First website for Fil-Canadian elderly launched in Toronto
TORONTO, Ontario — The first-ever website dedicated to Filipino Canadian seniors, their caregivers and their families was launched on Sunday, March 19, at the Palmerston Public Library in midtown Toronto.
FilipinoSeniors.ca, created to allow Filipino Canadian seniors better access to information and social supports, was introduced to the community in an event hosted by the Filipino Elderly Wellbeing (FEW) Project. FEW was established in 2011 by a group of researchers, social workers and community leaders in the Toronto Filipino community. The website project was funded by the Province of Ontario.
The website’s launch gave the audience of seniors a preview of what might be in store for them once they become computer savvy, via a screening of the movie “Cyber Seniors.”
The film shows seniors in a nursing home in Toronto being paired with tech-proficient high school students, and the story follows each pair as the seniors learn to navigate the worldwide web. YouTube, Facebook and Skype open the seniors to the possibilities of communicating with family members in different locations, some on the other side of the globe. Their feelings of loneliness and social isolation are relieved as each passing day makes them more computer-adept.

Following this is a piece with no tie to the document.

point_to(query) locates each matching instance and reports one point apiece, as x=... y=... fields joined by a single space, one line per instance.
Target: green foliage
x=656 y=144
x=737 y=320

After the screening, a panel facilitated by Fritz Pino and made up of Frank Villanueva (FEW Project), Alicia Javier Siervo (Seniors in Action), and Mary Ann San Juan (Toronto Seniors Forum, Filipino Center Toronto) shared their experiences in dealing with the issues facing Filipino seniors in Toronto.
The website FilipinoSeniors.ca was then introduced to the audience, and the different tabs opened and explained, showing how seniors could easily access all the information they need at any given time with regard to housing, recreation and health and medical services, among other topics.
How did the website come to be?
Between 2012-13, FEW gathered 250 Filipino seniors from various organizations to complete a research study that documented their living conditions and needs as racialized aging adults.
Frank Villanueva, Fritz Pino and Monica Batac are the community organizers and implementers of the FEW Project. They cite Statistics Canada figures that “Filipinos are one of the fastest growing aging populations in the country. Over forty percent of them live in the Greater Toronto Area.
“The FEW study found that seventy percent of Filipino seniors live below the poverty line,” says Villanueva.
“They experience difficulty when trying to access and navigate community resources,” adds Pino.
“Language barriers, a lack of culturally relevant materials, and lack of training and support in using the computer are also issues,” states Batac.
“The biggest issues among the seniors would be the fear of technology, and the fear of learning something new,” says Villanueva.
“Getting the seniors to try out technology via the website is an exciting start for addressing those fears head on,” says Pino.
After the panel discussion, the audience enjoyed chatting about the possibilities opened to them by the website while snacking on popcorn and native merienda — lechon, dinuguan, pancit, puto and ensaimada — from Bernard’s Pilipino Specialties, Manila Bakery, and the Toronto Popcorn Company.